ラブ・スーパーノヴァ
目が覚めると、倫は布団の中だった。

キヨが心配そうに手を握り締め、覗き込んでいた。

「キヨちゃん・・・」

「悪かったねえ。やっぱりお前さんには・・・話すべきじゃなかったかも知れないよ。」

キヨが落ち込んで表情を暗くした。

倫はそんなキヨを見るのは初めてだった。

きっと倫が意識を失っている間にとても後悔していたのだろう。

「ううん・・・話してくれて、ありがとう。」

しかし、キヨから聞いた話は予想以上に衝撃的だった。

「私・・・お父さんのことは何も知らなかった。

知らないでいいと思ってきた。

でもそれは、お父さんとお母さんがちゃんと愛し合って、望まれて生まれてきたんだって、勝手に信じてたからなんだね・・・。」

倫はたまらず涙を流した。

キヨと祖父との愛の話を聞いて、てっきり自分も愛し合った二人の間から生まれてきたのだと信じて疑わなかった。

「倫・・・それは違うよ。望まれてなかったなんて、それは違う。

あの子は苦しんだけど、お前を生むことだけは決めてたんだ。

あたしだって、九条のじいさんは憎かったよ。けど、お前が生まれてきたことはそれとは別だ。

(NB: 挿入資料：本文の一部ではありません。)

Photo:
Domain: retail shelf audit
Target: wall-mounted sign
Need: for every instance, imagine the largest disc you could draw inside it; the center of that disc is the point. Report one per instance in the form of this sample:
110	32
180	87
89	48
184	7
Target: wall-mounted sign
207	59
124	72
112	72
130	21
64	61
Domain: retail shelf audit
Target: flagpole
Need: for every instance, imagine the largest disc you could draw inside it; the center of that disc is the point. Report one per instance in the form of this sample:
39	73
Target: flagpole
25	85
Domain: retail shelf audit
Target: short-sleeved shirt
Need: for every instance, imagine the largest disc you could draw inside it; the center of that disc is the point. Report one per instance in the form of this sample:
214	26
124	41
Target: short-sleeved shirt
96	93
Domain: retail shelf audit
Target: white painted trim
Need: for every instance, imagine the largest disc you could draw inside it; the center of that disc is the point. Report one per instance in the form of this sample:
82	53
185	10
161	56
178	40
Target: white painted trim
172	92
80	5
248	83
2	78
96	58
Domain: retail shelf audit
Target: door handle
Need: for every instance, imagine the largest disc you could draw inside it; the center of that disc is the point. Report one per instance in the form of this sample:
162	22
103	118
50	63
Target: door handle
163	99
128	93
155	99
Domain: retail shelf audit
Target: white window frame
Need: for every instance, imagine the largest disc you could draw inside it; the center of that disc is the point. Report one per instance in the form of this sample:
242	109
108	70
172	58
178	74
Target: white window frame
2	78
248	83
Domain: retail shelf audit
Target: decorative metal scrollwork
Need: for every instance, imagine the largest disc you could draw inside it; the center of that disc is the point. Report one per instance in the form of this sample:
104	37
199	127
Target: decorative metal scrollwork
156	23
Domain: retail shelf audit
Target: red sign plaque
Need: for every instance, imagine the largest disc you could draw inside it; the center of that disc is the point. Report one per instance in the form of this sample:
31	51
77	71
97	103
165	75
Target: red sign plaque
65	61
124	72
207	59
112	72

お前さんがいたからこれまで生きてこれたんだよ。それだけは疑ったらだめだ。」

倫は唇をかんで泣いた。

嘘だ!だって!でも・・・!

無理やり体を奪われて出来た子だなんて・・・!

愛せるわけないじゃない・・・!

「あたしには痛いほどあの子の気持ちがわかったよ。

何があってもお腹の子だけは産んで育てる。

お前さんにはまだわからないかもしれないけどね・・・母親ってのはそういうもんさ。

お腹の中で動く子は、無条件で可愛いんだよ。」

倫はとてもその言葉を信じることができなかった。

しかし、自分で望んで聞いた生い立ちだった。

いや、そもそも自分の出生についてまともに知らずにいたことが不自然なことだったのだ。